Three times he returned to protest this abuse of the Choptank forests, and on the last visit Simon Janney grew impatient. Knowing no Choptank words, he would not allow the old man to waste precious time. Shoving him aside, he growled, “Be gone, old man! We’ve work to do.”
Pentaquod returned to his canoe, defeated. Heavily he plied his paddle, and when he reached the village he informed the werowance that soon something must be done to halt these hungry fires. The two leaders talked a long time, neither willing to face up to the inevitable: fight or flee. And when a silent impasse had been reached, two young members of the tribe ran in with harsh news: “Pentaquod! They have set fires which will burn your refuge!”
Together the two leaders paddled down past the marsh and up the small river to the forked creek where Pentaquod once lived, and as they approached they saw vast fires creeping in from many sides, erasing the field Navitan had cultivated for yams, burning away the spot where Tciblento had been
born, destroying the trees in which his sons had kept their bear cubs. As the two Indians watched, the crackling grew stronger, until it seemed as if the creek itself might boil, and then all was gone: the trees, the small wharf, the memories of Tciblento playing by the house. Transfixed, Pentaquod refused to believe that men would destroy everything for tobacco leaves, but they had.
“We must go back,” Pentaquod told the werowance, and that night they made their decision: it was impossible to live side-by-side with the white man, so messengers bearing firm orders were dispatched in secrecy, and next morning when Steed and Janney prepared to set new fires they found no Indians to help them. Steed assumed that they must have slept the night at Devon with their friends, but when he sailed his small boat home he found that not only were the field crew missing, but the island Indians as well, including their wives. “Canoes came for them last night,” Martha reported. “Took everything with them. I doubt they’ll be coming back.”

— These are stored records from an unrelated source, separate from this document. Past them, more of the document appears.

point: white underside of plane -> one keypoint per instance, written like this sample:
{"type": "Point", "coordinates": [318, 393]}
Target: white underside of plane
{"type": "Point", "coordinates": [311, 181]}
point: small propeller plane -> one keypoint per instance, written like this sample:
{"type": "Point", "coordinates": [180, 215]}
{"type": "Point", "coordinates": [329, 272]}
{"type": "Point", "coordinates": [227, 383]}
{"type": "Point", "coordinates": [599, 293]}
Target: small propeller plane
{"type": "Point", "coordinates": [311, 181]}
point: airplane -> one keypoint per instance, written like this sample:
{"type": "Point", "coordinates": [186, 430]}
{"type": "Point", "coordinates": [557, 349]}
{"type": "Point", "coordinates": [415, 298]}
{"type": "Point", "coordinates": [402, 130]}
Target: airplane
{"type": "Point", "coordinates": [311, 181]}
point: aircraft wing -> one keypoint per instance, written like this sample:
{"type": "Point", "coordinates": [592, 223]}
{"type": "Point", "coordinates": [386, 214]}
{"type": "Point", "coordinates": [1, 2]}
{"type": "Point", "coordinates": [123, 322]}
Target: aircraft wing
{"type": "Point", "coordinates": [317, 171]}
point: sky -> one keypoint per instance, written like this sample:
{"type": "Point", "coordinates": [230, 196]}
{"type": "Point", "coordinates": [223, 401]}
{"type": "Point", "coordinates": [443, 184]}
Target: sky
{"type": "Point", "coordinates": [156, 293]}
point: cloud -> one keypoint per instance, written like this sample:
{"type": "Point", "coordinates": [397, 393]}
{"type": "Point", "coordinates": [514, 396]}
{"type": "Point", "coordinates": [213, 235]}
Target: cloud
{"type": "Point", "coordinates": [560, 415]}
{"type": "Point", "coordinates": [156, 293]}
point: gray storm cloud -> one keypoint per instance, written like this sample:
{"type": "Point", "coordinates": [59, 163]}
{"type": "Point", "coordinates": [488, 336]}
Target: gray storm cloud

“Impossible! Where’d they go?”
“To their village, I judge.”
Without waiting to collect Janney, he sailed as speedily as he could to Patamoke, and there his Indians were, sitting disconsolately before the long hut. “What are you doing here?” he demanded, but none would speak. When he repeated his question, one of the wives gestured toward the door of the hut. “Did they make you leave us?” Steed shouted.
His loud voice alerted the werowance, who appeared at the doorway, hesitant and unwilling to face the white man. In a moment Pentaquod appeared, leaning on the shoulder of Tciblento. Together the three Indians approached Steed, and on the face of each showed the respect they held for this honest Englishman. It was a moment that would never be forgotten by any participant, for this was the day when parting became inevitable.